Identification of structurally conserved residues of proteins in absence of structural homologs using negative correlation learniing
Motivation: So far various bioinformatics and machine learning techniques applied for identification of conserved residues in proteins. The majority of these techniques has been only focused on the prediction of sequence and functionally conserved residues in proteins. Although few computational methods are available for the prediction of structurally conserved residues from protein structure, all methods require homologous structural information and structure based alignments, which still prove to be a bottleneck in protein structure comparison studies. In this work, we developed a neural network approach for identification of structurally important residues from a single protein structure without using homologous structural information and structural alignment.

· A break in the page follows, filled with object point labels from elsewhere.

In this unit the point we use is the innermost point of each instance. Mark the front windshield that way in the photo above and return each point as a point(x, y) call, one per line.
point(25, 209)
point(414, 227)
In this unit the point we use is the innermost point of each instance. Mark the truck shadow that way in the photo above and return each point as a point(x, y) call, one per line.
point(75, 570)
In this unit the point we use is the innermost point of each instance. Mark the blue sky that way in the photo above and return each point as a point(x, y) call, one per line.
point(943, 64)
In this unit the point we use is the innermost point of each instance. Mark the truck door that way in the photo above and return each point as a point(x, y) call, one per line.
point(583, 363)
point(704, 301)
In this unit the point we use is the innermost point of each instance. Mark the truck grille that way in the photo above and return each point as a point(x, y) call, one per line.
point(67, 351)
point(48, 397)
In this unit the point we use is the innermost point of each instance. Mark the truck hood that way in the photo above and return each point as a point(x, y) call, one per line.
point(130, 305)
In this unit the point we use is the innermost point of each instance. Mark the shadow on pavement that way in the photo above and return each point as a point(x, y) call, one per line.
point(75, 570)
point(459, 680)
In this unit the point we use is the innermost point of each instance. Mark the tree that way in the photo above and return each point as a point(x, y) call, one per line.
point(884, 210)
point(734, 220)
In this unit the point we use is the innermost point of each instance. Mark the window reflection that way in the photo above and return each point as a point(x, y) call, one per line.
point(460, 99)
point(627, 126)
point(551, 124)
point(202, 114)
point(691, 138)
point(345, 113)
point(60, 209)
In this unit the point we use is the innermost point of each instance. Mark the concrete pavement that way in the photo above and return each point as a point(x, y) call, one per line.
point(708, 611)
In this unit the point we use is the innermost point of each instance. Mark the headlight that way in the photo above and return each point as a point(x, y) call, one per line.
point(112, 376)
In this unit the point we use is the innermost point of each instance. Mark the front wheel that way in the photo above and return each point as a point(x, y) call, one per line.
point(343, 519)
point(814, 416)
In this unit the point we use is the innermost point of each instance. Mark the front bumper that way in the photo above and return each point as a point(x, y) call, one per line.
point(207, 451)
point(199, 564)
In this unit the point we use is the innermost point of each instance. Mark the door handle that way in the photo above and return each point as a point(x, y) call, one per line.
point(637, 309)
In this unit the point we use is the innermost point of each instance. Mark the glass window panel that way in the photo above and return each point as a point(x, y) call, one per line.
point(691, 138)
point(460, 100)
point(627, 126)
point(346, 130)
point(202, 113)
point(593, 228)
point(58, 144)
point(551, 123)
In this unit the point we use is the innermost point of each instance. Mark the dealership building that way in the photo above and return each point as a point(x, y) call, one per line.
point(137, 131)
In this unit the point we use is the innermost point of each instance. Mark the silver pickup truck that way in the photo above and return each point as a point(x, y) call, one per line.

Results: A neural network (NN) ensemble method that utilizes negative correlation learning (NCL) approach was developed for identification of structurally conserved residues (SCRs) in proteins using features that represent amino acid conservation and composition, physico-chemical properties and structural properties like solvent accessibility, secondary structures, hydrogen bonding and residue compactness. The NCL-NN algorithm was applied to 6042 structurally conserved residues that have been extracted from 131 protein superfamilies. This method obtained high prediction sensitivity (92.8%) and quality (Matthew’s correlation coefficient is 0.852) in identification of SCRs using single representative protein for each superfamily in the test dataset. Further benchmarking using 60 protein domains containing 1651 SCRs that were not part of the training and testing datasets shows that the NCL-NN method can correctly predict SCRs with ~90% sensitivity. These results suggest the use-fullness of NCL-NN approach for facilitating the identification of SCRs utilizing information derived from a single protein structure and its sequence homologues. Therefore, this method could be extremely effective in large-scale benchmarking studies where reliable structural homologues and alignments are limited.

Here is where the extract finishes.